NHL: Nur ein Punkt trotz Draisaitl-Doppelpack

Rask gewinnt das Goalie-Duell mit Holtby

Eishockey - 03.02. 23:00

Die NHL nahm Rücksicht auf die Football-verrückten Fans in Nordamerika und setzte für den Super-Bowl-Sonntag drei frühe Spiele an. Dabei setzten sich die Boston Bruins mit 1:0 bei den Washington Capitals durch. In einem kanadischen Duell verlängerten die Montreal Canadiens die Niederlagen-Serie der Edmonton Oilers - trotz eines Doppelpacks des Deutschen Leon Draisaitl. Außerdem gewannen die Calgary Flames bei den Carolina Hurrcianes.

Rask nicht zu überwinden - Krejci schießt das einzige Tor

Nicht zu überwinden: Bostons Torwart Tuukka Rask. © imago

Nach drei Niederlagen in Folge konnten die Boston Bruins wieder einen Sieg bejubeln: Im Auswärtsspiel bei den Washington Capitals reichte ein Tor zum Sieg. Torey Krug spielte einen überlegten Querpass auf David Krejci, der zum 1:0 vollendete (31.). Ansonsten dominierten die beiden Goalies: Washingtons Braden Holtby stoppte 38 Schüsse (97,4 Prozent Fangquote) und hatte vor allem in den ersten beiden Dritteln viel zu tun (15:6 und 15:7 Schüsse für die Bruins).
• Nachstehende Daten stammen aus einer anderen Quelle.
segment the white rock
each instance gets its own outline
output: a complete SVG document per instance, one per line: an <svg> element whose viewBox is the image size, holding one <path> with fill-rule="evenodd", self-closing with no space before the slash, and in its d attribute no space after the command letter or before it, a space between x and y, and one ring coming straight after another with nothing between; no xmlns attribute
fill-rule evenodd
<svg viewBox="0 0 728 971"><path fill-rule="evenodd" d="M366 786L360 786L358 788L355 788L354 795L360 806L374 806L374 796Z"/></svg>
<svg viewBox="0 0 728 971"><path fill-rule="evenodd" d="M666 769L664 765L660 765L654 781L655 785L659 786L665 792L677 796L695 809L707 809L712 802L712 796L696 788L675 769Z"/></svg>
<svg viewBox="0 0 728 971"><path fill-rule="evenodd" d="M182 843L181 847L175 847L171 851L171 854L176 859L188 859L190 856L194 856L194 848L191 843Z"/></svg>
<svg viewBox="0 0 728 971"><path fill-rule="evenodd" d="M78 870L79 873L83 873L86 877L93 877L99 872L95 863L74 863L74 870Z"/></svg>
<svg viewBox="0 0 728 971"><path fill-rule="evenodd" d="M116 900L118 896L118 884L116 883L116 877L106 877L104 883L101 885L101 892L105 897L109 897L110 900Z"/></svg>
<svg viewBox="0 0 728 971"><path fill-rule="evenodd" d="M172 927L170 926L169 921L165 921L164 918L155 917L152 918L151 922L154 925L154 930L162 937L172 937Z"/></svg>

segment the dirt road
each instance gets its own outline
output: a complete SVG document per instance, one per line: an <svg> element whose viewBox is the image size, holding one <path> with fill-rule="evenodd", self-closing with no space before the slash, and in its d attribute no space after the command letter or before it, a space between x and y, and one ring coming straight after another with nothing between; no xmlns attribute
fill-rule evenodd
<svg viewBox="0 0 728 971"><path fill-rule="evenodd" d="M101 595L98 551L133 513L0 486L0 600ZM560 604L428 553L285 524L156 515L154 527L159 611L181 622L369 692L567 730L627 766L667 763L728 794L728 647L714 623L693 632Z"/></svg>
Bostons Tuukka Rask zeigte 24 Paraden und feierte seinen zweiten Saison- sowie 43. Karriere-Shutout. Die Capitals bleiben weiter im Formtief: Acht der letzten neun Spiele gingen verloren (1-6-2).

Edmonton verliert trotz Draisaitl-Doppelpack

Montreal entschied das kanadische Duell mit Edmonton mit 4:3 n.V. für sich. Shea Weber (3.), Max Domi (22.), Jesperi Kotkaniemi (54.) und Jonathan Drouin (61.) trafen für die Canadiens. Bei den Oilers gelang dem Deutschen Leon Draisaitl ein Doppelpack (10., 35.), auch Superstar Connor McDavid (29.) war erfolgreich. Am Ende aber stand für Edmonton die fünfte Niederlage in Serie (0-3-2). Draisaitl kam auf 22:26 Minuten Eiszeit (davon 5:26 im Powerplay und 1:06 in Unterzahl), fuhr zwei Checks, verbuchte drei Puckeroberungen und gewann 39 Prozent seiner Face-offs. In seiner Reihe spielte mit Tobias Rieder ein weiterer Deutschland-Export - er erhielt 11:16 Minuten Eiszeit, blockte einen Schuss und teilte zwei Hits aus.

Special Teams machen den Unterschied: Calgary jubelt in Carolina

Die Carolina Hurricanes mussten sich den Calgary Flames mit 3:4 geschlagen geben. Den Unterschied schienen die Special Teams zu machen: Calgary "tötete" alle vier gegnerischen Überzahl-Situationen, traf selbst in Unterzahl und erzielte einen Powerplay-Treffer. Elias Lindholm (8., im Powerlay), Derek Ryan (28.), Garnet Hathaway (33., in Unterzahl) und Noah Hanifin (54.) hießen die Torschützen für Calgary. Bei Carolina fehlte es vor allem an Präzision: 37 Torschüsse und 21 geblockte Schüsse der Flames sprachen Bände. Die Tore von Teuvo Teravainen (4.), Dougie Hamilton (39.) und Sebastian Aho (60.) reichten nicht für Punkte.

NHL-Ergebnisse vom Sonntag, den 3. Februar 2019:

Washington Capitals - Boston Bruins 0:1
Montreal Canadiens - Edmonton Oilers 4:3 n.V.